Kelly Aherns has always topped her meals at Chipotle with fresh tomato salsa.
But last August, not long after ordering her usual chicken bowl, the 31-year-old Minneapolis resident came down with a fever and cramps. It was the beginning of months of ill health.
Aherns was among 973 people in Minnesota with state-confirmed cases of salmonella, the most since health officials started tracking in the early 1990s. Cases were up 35 percent over 2014, according to the Minnesota Department of Health, with 115 people affected by the outbreak linked to Chipotle.
"It was a huge outbreak, the biggest salmonella outbreak [in this state] since 1994," said Kirk Smith, the health department's head of foodborne disease investigations.
The Chipotle case, along with a huge national outbreak last year involving cucumbers, highlights a growing problem: the spread of foodborne disease through produce.
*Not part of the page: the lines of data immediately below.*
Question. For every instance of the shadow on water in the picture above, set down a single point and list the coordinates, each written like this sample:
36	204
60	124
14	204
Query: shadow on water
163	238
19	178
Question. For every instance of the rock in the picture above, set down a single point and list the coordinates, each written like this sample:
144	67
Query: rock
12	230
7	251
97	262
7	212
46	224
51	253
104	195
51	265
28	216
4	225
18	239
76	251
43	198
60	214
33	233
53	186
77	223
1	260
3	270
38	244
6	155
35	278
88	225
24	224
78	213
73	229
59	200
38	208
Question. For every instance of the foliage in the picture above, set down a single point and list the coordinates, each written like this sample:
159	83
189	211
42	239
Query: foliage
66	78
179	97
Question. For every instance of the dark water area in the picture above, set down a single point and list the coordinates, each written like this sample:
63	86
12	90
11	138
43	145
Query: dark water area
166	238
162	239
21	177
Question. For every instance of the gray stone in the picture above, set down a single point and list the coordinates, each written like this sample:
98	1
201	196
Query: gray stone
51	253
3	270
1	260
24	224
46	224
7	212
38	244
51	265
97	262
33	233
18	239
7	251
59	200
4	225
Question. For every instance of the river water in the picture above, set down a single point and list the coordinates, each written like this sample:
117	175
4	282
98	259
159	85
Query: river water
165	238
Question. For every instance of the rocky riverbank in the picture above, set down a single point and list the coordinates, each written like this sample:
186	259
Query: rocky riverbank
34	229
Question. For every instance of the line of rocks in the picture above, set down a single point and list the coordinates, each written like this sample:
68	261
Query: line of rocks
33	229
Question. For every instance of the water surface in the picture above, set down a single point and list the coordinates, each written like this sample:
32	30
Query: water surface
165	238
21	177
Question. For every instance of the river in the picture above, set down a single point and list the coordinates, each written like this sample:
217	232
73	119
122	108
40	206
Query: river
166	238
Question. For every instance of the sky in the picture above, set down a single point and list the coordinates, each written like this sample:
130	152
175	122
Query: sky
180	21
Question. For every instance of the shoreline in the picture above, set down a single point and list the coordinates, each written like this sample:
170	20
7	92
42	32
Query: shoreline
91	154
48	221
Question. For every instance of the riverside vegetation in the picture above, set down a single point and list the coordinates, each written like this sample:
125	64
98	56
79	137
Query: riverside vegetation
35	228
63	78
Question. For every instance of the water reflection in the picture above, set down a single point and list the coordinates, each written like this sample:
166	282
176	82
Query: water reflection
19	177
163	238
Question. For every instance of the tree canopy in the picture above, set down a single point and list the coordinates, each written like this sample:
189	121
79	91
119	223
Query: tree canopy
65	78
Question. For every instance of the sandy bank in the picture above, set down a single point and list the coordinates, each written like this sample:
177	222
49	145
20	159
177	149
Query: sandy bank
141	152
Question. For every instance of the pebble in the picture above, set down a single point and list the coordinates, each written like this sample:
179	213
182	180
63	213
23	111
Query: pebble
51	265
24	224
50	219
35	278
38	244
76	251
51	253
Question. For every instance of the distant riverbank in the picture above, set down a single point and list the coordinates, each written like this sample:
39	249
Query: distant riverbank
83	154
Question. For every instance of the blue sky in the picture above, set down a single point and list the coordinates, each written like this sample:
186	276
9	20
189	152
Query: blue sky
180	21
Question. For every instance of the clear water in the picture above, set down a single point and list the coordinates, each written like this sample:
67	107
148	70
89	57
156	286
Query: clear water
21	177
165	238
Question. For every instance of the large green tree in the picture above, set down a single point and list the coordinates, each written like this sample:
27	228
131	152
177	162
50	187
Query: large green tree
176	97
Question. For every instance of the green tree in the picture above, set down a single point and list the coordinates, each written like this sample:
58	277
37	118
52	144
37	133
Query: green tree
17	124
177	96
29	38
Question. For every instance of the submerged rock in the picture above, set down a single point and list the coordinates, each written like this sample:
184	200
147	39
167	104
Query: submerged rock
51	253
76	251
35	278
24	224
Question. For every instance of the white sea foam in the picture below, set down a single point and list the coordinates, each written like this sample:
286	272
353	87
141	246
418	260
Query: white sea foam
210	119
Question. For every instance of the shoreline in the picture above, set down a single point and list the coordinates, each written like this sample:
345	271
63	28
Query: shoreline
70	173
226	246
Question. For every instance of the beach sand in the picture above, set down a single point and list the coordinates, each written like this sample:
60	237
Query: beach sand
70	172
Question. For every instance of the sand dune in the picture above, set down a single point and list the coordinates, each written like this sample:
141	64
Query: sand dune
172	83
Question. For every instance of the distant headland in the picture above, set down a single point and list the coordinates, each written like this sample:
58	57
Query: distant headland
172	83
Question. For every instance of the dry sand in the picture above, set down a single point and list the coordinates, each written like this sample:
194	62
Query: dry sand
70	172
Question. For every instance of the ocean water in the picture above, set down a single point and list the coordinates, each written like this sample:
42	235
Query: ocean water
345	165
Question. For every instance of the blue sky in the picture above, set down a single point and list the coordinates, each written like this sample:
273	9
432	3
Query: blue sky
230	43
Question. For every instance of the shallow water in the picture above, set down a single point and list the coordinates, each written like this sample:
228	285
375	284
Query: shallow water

Tomatoes connected to the Chipotle outbreak were traced back to a farm in Virginia, a big tomato-growing area linked to several salmonella outbreaks in the past 15 years.
Salmonella and the even more virulent E. coli 0157 bacteria originate in the guts of animals, making their way into nature through excrement. The waste can then contaminate water or soil, ultimately transmitting bad bacteria to tomatoes, lettuce and other produce, said Ian Williams, head of outbreak control and prevention for the U.S. Centers for Disease Control and Prevention (CDC).
"One of the problems with produce is there is no kill step," he said, noting that salmonella and other pathogens in meat are usually zapped by cooking. "What is contaminated in the field is what you will be eating in your kitchen."